To promote the active participation of young people in the industry the Japanese government should create a supportive environment for prospective farmers. Becoming a self-employed farmer requires big investments, especially in terms of funds, farmland and skills. In 2017, Japan’s National Chamber of Agriculture reported in a survey that it took at least two years for almost half of new farmers to start their own farm. The average start-up cost for farming was 5.7 million yen (US$50,000), which is similar to the country’s average annual income for males.

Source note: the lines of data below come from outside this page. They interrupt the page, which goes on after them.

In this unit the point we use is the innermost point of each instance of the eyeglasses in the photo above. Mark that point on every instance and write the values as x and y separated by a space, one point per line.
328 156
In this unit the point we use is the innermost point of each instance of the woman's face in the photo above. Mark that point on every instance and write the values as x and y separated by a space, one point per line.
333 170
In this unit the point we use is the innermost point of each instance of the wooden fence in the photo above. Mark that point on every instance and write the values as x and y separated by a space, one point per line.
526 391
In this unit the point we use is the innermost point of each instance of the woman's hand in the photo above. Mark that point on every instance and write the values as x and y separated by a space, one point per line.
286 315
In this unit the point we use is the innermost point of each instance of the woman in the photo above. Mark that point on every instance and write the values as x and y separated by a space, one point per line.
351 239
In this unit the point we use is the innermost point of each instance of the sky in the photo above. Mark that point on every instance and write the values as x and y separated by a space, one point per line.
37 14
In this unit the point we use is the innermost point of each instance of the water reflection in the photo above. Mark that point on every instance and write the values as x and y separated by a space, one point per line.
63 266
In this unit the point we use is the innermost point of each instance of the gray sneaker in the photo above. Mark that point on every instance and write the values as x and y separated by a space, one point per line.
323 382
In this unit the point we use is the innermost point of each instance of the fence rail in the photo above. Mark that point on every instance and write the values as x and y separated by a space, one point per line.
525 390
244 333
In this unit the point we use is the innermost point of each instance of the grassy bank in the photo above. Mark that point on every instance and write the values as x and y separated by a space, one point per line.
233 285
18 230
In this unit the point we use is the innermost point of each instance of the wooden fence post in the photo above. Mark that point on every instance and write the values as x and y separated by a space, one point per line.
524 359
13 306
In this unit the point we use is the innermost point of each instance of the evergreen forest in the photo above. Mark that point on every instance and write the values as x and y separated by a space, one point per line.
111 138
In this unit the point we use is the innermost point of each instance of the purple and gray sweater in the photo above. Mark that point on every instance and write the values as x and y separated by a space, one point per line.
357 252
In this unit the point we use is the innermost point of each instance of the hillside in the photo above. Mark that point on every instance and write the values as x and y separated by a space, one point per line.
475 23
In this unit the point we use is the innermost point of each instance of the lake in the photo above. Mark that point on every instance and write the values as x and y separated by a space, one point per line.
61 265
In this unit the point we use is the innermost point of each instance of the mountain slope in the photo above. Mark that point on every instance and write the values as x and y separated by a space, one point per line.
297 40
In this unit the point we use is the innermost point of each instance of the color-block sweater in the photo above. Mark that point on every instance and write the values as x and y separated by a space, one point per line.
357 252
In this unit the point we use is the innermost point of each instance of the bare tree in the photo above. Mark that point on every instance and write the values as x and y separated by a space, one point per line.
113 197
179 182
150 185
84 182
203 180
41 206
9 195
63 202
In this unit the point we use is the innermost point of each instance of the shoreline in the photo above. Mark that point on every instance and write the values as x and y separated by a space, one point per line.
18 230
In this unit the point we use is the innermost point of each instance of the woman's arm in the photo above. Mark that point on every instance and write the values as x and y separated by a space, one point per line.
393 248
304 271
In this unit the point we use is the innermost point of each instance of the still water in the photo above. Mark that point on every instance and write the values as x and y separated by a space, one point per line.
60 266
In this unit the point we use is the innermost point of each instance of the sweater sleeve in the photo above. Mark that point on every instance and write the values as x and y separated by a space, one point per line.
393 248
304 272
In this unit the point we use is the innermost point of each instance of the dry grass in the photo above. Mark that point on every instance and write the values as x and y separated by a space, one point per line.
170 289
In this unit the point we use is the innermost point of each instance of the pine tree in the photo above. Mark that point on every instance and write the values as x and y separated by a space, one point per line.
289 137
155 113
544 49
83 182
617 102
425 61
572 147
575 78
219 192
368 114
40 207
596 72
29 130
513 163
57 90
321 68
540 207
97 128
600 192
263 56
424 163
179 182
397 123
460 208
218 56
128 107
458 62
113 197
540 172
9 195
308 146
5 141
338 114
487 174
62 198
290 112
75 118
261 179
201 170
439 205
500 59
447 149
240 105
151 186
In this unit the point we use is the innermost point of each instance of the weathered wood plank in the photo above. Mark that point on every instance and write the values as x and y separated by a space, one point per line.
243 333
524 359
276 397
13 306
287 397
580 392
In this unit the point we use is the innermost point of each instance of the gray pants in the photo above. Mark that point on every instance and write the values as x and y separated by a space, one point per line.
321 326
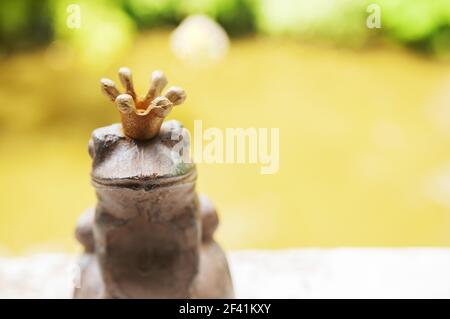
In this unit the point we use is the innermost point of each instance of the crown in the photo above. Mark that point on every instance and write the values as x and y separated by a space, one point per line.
142 116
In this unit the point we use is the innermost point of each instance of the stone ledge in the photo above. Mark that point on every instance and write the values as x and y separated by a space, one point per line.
297 273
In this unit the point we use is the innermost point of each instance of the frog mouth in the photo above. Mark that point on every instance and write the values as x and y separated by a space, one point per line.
146 183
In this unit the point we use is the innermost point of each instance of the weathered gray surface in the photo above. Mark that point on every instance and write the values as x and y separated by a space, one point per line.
301 273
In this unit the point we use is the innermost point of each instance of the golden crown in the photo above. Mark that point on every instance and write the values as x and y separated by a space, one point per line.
142 116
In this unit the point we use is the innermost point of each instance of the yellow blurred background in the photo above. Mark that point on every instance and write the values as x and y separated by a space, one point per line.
364 139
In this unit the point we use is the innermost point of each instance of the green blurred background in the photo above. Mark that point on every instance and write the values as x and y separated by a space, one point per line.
364 115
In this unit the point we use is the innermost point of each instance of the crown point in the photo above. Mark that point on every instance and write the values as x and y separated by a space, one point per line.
109 88
126 79
142 118
161 106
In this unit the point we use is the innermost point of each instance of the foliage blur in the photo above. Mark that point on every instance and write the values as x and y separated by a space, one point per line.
419 24
364 122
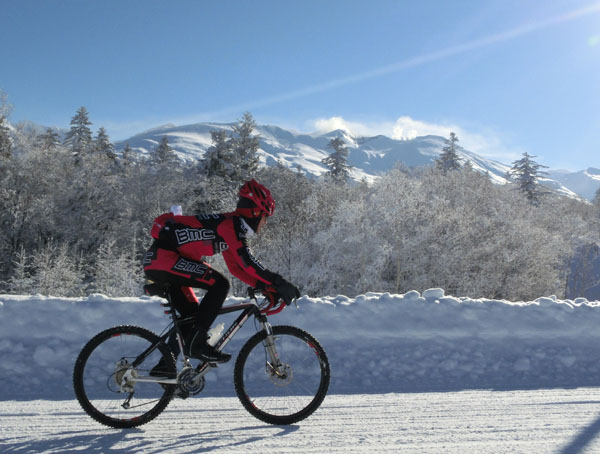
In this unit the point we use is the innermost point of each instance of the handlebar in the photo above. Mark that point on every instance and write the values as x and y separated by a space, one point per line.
275 304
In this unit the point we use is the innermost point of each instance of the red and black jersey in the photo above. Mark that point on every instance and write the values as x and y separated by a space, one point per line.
195 237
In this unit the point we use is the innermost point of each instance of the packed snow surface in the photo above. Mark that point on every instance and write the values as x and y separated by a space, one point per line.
546 421
376 343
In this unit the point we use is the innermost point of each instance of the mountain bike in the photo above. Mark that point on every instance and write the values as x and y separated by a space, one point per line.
281 374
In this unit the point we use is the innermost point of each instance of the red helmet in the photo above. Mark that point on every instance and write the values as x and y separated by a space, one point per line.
261 198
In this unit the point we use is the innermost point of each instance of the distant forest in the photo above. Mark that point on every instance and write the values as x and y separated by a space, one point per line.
75 219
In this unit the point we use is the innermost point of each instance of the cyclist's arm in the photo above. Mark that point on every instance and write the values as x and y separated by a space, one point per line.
240 261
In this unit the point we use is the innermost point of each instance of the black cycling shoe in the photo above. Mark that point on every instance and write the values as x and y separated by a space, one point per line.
200 349
160 370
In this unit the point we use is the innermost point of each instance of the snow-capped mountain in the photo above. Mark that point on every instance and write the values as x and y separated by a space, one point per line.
369 156
585 182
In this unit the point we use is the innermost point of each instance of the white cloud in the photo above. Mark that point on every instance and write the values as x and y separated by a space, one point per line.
486 142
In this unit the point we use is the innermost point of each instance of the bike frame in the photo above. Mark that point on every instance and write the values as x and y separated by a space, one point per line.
250 308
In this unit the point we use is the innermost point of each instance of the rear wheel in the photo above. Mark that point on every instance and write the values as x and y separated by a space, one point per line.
286 392
105 379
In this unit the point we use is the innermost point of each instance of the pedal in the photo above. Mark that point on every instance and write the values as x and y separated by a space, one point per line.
181 394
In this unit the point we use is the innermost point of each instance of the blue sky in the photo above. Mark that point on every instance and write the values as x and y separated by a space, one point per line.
508 76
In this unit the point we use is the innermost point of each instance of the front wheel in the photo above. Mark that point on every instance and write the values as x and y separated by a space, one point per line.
288 387
112 377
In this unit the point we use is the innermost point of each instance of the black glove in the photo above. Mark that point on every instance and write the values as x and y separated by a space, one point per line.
286 290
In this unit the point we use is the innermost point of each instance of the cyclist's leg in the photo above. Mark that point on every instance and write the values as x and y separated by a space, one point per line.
183 273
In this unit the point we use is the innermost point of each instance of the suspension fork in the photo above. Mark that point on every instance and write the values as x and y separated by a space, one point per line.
273 357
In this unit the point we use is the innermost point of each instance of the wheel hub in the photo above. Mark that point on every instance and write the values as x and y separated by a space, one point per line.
282 375
190 381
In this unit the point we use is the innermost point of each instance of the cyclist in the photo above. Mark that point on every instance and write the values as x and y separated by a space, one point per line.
176 257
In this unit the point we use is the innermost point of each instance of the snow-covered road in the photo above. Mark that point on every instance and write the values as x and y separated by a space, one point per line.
562 421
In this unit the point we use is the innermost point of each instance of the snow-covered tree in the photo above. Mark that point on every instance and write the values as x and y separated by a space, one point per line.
336 162
244 147
48 140
56 273
79 137
103 145
5 141
117 273
448 159
164 155
219 157
21 282
525 172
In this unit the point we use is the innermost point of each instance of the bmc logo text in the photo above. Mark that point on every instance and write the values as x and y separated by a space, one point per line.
190 267
190 235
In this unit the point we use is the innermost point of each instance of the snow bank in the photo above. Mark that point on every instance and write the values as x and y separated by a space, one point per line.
376 342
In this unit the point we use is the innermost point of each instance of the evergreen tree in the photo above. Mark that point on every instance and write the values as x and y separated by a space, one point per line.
127 157
79 138
103 145
336 162
48 140
525 173
244 147
219 157
5 141
449 159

Japan’s agricultural labour shortage also hits farmers hard during the labour-intensive harvest season, when part-time workers are often difficult to find. Because of this, many Japanese farmers are trying to secure foreign workers. COVID-19 made this problem worse by preventing foreign workers from entering the country.
Many foreign agricultural workers in Japan are recruited under the government’s Technical Intern Training Program (TITP). TITP trainees — who tend to come from countries such as Vietnam, the Philippines and China — numbered approximately 350,000 in 2021. Still, the TITP has been criticised as merely a means for farmers to access cheap labour despite the program’s initial aim to foster capacity development among trainees. To attract more foreign workers, improving their treatment, particularly their salary and working conditions, should be of the utmost priority.
Japan’s agricultural worker shortage stems from a number of problems in the Japanese labour market and demographic situation, each of which require different solutions. Given this situation, there is no one simple fix. Instead, the government must take a comprehensive approach towards the issue through smart agriculture, measures to support for young self-employed farmers, the upsizing of farms and measures to improve conditions for foreign agricultural workers.
Yusaku Yoshikawa is an aid consultant at JIN Corporation.